Senator Kennedy said, “We have a responsibility to make the miracles of modern medicine available to every American. However, in our health care system, medical errors are all too common and coordination of care is often poor. Americans deserve a health care that controls rising costs and prevents premiums from crushing our health care system. Today is the first day of the future of health care.”
IT systems are linked securely and with strong privacy protections to a patient’s medical records and can improve care by warning a doctor or nurse if an order or prescription may harm a patient. These systems can issue reminders for screening tests, so that needed preventive care is not overlooked. Computerized records also allow doctors to look at a patient’s entire medical record at once, improving care coordination in our fragmented health care system.

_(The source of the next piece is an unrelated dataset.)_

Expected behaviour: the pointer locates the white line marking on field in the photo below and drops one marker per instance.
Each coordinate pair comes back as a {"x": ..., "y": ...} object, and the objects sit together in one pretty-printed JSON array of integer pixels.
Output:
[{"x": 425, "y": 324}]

The savings from better IT use are enormous. The Federal government’s estimate is that the nation would save $140 billion each year from proper IT use. These savings from health IT could cut the cost of a family’s insurance policy by over $700--which equates to approximately a month of free health care. Despite the benefits of investment in health IT, utilization is low. The Wired for Health Care Quality Act of 2005 will give health care providers the assistance they need to invest in lifesaving health IT.
Kennedy also said, “Premiums are going through the roof. The ranks of the uninsured grow every day. When millions of Americans struggle to afford health care for their families, it is profoundly wrong to squander more than half a trillion dollars each year on administrative expenses from using obsolete paper records instead of modern information technology throughout the healthcare system.”